Iraqi Kurds OK Abu Dhabi's Taqa plans to pump oil
- Article by: SINAN SALAHEDDIN
- Associated Press
- October 7, 2013 - 11:05 AM
BAGHDAD — Iraq's northern self-ruled Kurdish region has given the green light to a consortium led by a United Arab Emirates state-run energy investment company to pump oil, a statement said Monday, in a latest move shows the Kurds' determination to pursue ambitious oil plans despite central government objections.
Ethnic Kurds and the Arab-led government in Baghdad have been in a long-running dispute over rights to develop natural resources, with each side relying on a different interpretation of the constitution. Baghdad says it is the sole authority to negotiate and award deals, while Kurds argue that the constitution allows them to do so without going through the Federal Oil Ministry.
In its statement, Abu Dhabi National Energy Co., known as Taqa, said it plans to spend more than $300 million in the first phase of a plan to pump about 30,000 barrels a day from the Atrush block by early 2015. The statement added that the second phase, yet to be approved, is expected to add another 30,000 barrels a day.
TAQA and its partners are also evaluating the feasibility of producing associated gas, a by-product of producing oil, for delivery to the domestic market.

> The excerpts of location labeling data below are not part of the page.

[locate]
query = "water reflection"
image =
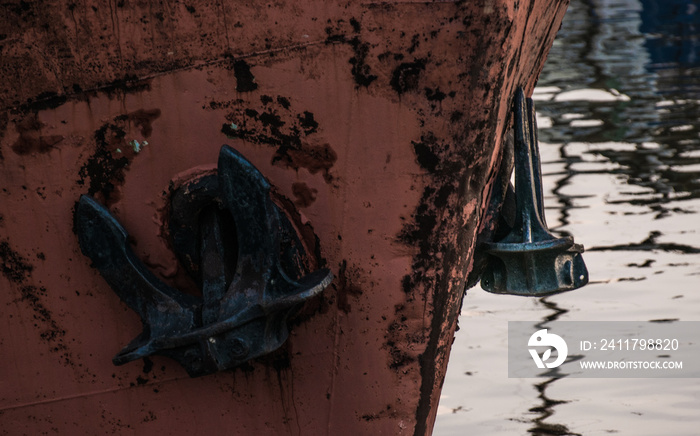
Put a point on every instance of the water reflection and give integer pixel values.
(619, 109)
(545, 408)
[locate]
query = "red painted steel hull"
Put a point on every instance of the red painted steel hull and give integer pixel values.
(381, 122)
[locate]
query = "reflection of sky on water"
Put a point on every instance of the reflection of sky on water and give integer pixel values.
(619, 113)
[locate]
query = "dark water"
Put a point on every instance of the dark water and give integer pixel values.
(619, 113)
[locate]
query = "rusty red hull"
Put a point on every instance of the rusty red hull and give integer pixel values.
(381, 123)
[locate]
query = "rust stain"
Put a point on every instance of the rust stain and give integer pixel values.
(30, 138)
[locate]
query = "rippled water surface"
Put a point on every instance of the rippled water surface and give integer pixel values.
(619, 114)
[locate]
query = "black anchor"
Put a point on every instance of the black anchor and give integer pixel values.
(247, 295)
(530, 260)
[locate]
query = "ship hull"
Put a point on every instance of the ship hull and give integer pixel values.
(380, 127)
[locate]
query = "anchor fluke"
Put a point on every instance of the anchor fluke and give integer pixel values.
(530, 260)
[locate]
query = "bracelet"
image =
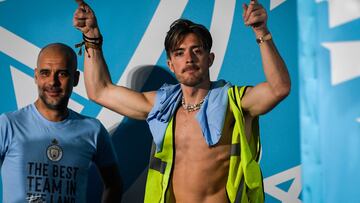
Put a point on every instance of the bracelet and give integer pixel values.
(264, 38)
(94, 43)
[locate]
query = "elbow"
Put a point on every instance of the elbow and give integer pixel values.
(92, 96)
(283, 90)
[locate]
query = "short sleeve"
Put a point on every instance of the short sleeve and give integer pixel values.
(5, 135)
(105, 153)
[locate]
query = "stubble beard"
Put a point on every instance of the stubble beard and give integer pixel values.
(53, 104)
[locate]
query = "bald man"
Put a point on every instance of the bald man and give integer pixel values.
(46, 149)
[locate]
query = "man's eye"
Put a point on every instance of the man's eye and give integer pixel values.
(63, 74)
(198, 51)
(44, 73)
(178, 53)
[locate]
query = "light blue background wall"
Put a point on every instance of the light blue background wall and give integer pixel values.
(124, 24)
(330, 110)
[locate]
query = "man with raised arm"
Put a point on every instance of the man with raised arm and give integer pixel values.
(46, 149)
(206, 132)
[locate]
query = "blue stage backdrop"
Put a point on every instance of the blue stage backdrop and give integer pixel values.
(133, 46)
(329, 58)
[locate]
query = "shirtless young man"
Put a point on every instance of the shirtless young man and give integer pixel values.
(200, 169)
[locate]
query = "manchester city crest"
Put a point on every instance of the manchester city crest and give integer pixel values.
(54, 151)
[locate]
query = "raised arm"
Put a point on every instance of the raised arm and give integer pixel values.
(99, 86)
(265, 96)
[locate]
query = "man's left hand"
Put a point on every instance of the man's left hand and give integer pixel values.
(255, 15)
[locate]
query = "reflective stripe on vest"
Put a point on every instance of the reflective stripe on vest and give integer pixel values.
(244, 182)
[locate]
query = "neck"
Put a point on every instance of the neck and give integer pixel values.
(54, 115)
(194, 95)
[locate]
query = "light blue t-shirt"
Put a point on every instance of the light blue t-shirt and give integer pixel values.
(48, 160)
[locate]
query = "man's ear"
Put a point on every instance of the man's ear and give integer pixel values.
(171, 66)
(76, 78)
(35, 75)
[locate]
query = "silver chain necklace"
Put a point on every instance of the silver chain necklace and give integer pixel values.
(191, 107)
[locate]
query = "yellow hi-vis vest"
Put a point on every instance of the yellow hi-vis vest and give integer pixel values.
(244, 183)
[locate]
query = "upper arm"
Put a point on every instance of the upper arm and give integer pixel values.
(126, 101)
(260, 99)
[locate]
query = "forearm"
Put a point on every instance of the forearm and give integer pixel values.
(96, 73)
(276, 73)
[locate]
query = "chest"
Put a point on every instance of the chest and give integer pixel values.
(43, 144)
(189, 138)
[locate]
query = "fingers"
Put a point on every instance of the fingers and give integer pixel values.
(254, 12)
(256, 17)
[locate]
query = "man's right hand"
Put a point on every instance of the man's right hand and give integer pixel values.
(85, 20)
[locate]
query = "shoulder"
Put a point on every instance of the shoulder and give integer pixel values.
(17, 115)
(85, 120)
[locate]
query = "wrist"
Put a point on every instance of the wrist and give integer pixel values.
(261, 32)
(93, 33)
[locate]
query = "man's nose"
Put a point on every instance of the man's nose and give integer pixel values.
(54, 79)
(189, 56)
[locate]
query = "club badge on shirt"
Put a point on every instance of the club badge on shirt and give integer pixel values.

The deal, which was signed in 2012, is one of scores the Kurds have signed unilaterally since the 2003 U.S.-led invasion that toppled Saddam Hussein and paved the way for broader Kurdish autonomy.
Taqa, which is majority owned by the oil-rich government of Abu Dhabi though more than a quarter of its shares are available to the public, holds 39.9 percent of the consortium. ShaMaran Petroleum Corp., a Kurdish oil company, has 20.1 percent, the U.S. Marathon Oil Corp. has a 15 percent share and Kurdistan has the remaining 25 percent.
Kurdish officials claim their region holds 45 billion barrels, though that figure cannot be confirmed independently. They plan to produce one million barrels per day by 2015 and two million barrels per day in 2019.